2.2.5 Zorginkoopbeleid eerstelijns geboortecentra

CZ groep sluit ook in 2025 in principe geen overeenkomsten af met nieuwe of niet-gecontracteerde eerstelijns geboortecentra. Deze centra passen niet binnen onze toekomstvisie op de geboortezorg. We vinden dat zij de ketensamenwerking onvoldoende faciliteren in vergelijking met integrale geboortecentra. Als daardoor een (mogelijk) zorgplichtprobleem binnen een regio kan worden opgelost, kan CZ groep toch een overeenkomst met een eerstelijns geboortecentrum sluiten.

Onderlinge verrekening bij de overdracht van een bevallende vrouw vanuit het geboortecentrum

Wij betalen per bevalling maar één keer de kosten voor het gebruik van een bevalkamer. Dit betekent dat er een onderlinge verrekening plaats moet vinden tussen het ziekenhuis en het eerstelijns geboortecentrum als een verzekerde tijdens de bevalling wordt overgedragen aan het ziekenhuis. Het is de gezamenlijke verantwoordelijkheid van alle partijen om de verplaatsing van een barende vrouw te voorkomen.

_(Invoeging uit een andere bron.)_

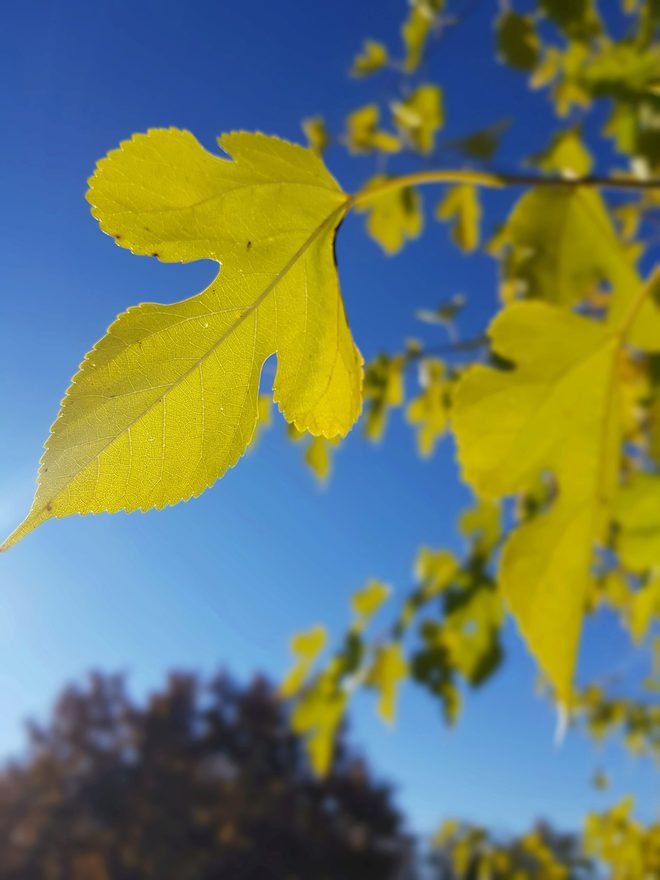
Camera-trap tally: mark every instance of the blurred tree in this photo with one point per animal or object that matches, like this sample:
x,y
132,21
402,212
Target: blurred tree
x,y
202,782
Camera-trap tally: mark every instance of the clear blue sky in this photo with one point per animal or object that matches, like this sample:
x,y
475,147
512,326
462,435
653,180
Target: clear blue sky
x,y
225,580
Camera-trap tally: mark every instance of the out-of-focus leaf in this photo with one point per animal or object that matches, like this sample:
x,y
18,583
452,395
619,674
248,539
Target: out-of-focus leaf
x,y
565,155
429,412
383,390
305,647
364,135
372,59
389,669
316,133
517,41
419,117
462,205
367,601
393,217
559,245
416,29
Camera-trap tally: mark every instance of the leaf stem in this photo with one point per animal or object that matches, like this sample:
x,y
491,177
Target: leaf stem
x,y
497,181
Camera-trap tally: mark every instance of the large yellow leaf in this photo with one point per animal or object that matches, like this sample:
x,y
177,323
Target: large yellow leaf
x,y
167,400
560,245
556,410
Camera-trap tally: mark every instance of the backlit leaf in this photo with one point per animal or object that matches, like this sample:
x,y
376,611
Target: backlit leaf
x,y
393,217
556,410
638,516
420,116
364,135
167,400
316,134
306,648
372,59
462,205
429,412
559,244
388,671
517,41
366,602
566,155
416,29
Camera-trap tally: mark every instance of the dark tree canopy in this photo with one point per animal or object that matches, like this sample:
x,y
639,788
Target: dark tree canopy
x,y
204,781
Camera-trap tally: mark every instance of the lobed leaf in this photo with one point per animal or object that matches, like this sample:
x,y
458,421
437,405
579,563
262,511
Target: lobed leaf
x,y
168,399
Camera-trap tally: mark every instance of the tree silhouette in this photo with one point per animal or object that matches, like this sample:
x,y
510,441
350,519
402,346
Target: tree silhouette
x,y
203,781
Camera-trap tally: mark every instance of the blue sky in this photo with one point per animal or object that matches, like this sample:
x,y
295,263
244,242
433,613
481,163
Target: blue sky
x,y
225,580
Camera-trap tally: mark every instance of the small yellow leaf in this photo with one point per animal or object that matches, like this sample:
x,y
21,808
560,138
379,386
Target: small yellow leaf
x,y
383,390
316,134
482,523
419,117
462,205
364,135
638,516
366,602
429,412
318,457
388,671
566,155
306,647
393,217
372,59
517,41
644,609
417,28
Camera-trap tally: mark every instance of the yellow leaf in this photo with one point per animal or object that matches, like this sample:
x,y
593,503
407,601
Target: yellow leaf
x,y
429,412
560,245
417,28
367,601
317,716
316,134
566,155
306,647
363,134
386,674
419,117
482,523
318,457
372,59
644,333
638,515
644,609
383,390
167,400
461,204
556,410
517,41
393,217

Lachgas in een eerstelijns geboortecentrum

CZ groep koopt lachgas in een gecontracteerd eerstelijns geboortecentrum alleen in onder inhoudelijke en financiële voorwaarden. We stellen als inhoudelijke voorwaarde dat er een gezamenlijk (VSV-breed) pijnprotocol is, ondertekend door de verloskundigen en gynaecologen[1]. Daarin is minimaal opgenomen:

  • welke vormen van pijnbestrijding worden toegepast in welke situaties;

  • dat het handboek lachgas wordt toegepast;

  • hoe de kwaliteit wordt geborgd, welke (opleidings)eisen er aan de toediener worden gesteld en welke verloskundigen in de regio bevoegd en bekwaam zijn om lachgas toe te dienen;

  • hoe wordt omgegaan met het nadien (toch nog) doorverwijzen naar de tweede lijn tijdens de bevalling;

  • in welke gevallen er door de verloskundige overlegd moet worden met de gynaecoloog over de voortzetting van die toediening (bijvoorbeeld als de bevalling langer duurt dan x uur of bij bepaalde signalen);

  • hoe alle zwangeren eenduidig worden voorgelicht over de verschillende opties van pijnbestrijding en de voor- en nadelen daarvan, en in hoeverre de voorkeur van de verzekerde leidend is;

  • hoe de effectiviteit van lachgas wordt gemeten. Lachgas moet kostenneutraal worden ingezet, omdat het doorverwijzingen naar de tweede lijn zou voorkomen. Geboortecentra die met lachgas werken, moeten dit kunnen aantonen. De zorgaanbieder deelt onderstaande gegevens op verzoek met ons. Deze gegevens worden aangeleverd op totaalniveau (voor alle cliënten van de zorgaanbieder) en specifiek voor de verzekerden van CZ groep:

    • Hoeveel bevallingen zijn er op de betreffende locatie gestart?

    • Hoeveel van die bevallingen zijn in de eerste lijn afgerond? Hoeveel zijn er doorverwezen?

    • Bij hoeveel bevallingen is lachgas toegepast?

    • Bij hoeveel bevallingen met lachgas is er alsnog tijdens de bevalling naar de tweede lijn doorverwezen?

    • Hoeveel doorverwijzingen naar de tweede lijn zijn er (naar schatting) voorkomen?

    • In hoeverre is het aantal doorverwijzingen tijdens de bevalling verlaagd door de toepassing van lachgas (vergelijking van de doorverwijzingen tot 5 jaar terug)?

Op basis van deze informatie evalueren we de efficiënte toepassing van lachgas tijdens de bevalling. Vervolgens bepalen we of er nog steeds aan bovenstaande criteria wordt voldaan. Afhankelijk hiervan worden de afspraken mogelijk aangescherpt of afgebouwd.

  • 1Waar we spreken over gynaecoloog kan het ook de klinisch verloskundige betreffen die onder de verantwoordelijkheid van de gynaecoloog werkt.